Au niveau départemental, enfin, devrait être négociée l’organisation de la régulation et de l’intervention sur le terrain, «en fonction des financements disponibles et délégués par l’échelon régional».
Des changements profonds.
En matière d’organisation, les auteurs du rapport préconisent un certain nombre de changements. Pour la régulation, ils proposent la mise en place «ou la consolidation de régulations mixtes (Samu-libéraux) regroupées». Ce point constitue d’ailleurs pour eux «une priorité». Ils déconseillent la création de nouvelles régulations libérales, «source de conflits et de difficultés, d’autant que leur professionnalisation est loin d’être totalement acquise». Selon eux, la solution d’un numéro unique d’appel est à retenir.
Le rapport insiste sur l’utilité d’étendre les horaires de la PDS, qu’il s’agisse des régulateurs ou des effecteurs, au samedi après-midi. De plus, estimant le coût d’un acte de PDS après minuit à environ 1 000 euros (le rapport ne précise cependant pas d’où il tire ce chiffre), les auteurs recommandent de désigner l’hôpital pour assurer cette mission après minuit.
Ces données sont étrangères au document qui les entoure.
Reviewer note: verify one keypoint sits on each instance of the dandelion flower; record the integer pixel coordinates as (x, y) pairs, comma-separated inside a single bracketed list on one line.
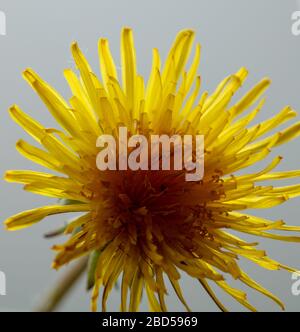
[(145, 228)]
Pour ce qui est du financement du dispositif, ils suggèrent la mise en place d’une rémunération à l’activité «plutôt qu’une revalorisation d’astreintes au montant déjà élevé». Les auteurs ne jugent pas «illégitime» que les actes effectués en milieu de nuit puissent être revalorisés en contrepartie d’une sectorisation plus ramassée.
En conclusion, et pour éviter «des pratiques potentiellement génératrices d’incidents importants», les auteurs préconisent la rédaction d’un nouveau cahier des charges recensant les bonnes pratiques en matière de régulation et d’effection.
Nul doute que ce rapport va faire du bruit dans le landerneau de la permanence des soins. Si les libéraux vont sans doute accueillir avec plaisir la proposition de confier la PDS à l’hôpital après minuit, ils vont tiquer sur la proposition d’un paiement fondé sur la revalorisation de l’acte plutôt que sur le versement d’une astreinte. Même chose pour la mise en avant d’une régulation mixte Samu-libéraux.
Quoi qu’il en soit, toutes les conditions sont maintenant réunies pour la tenue de la grande réunion au ministère de la Santé de l’ensemble des acteurs de la PDS. Xavier Bertrand n’attendait que la publication du rapport pour lancer l’invitation. C’est maintenant chose faite.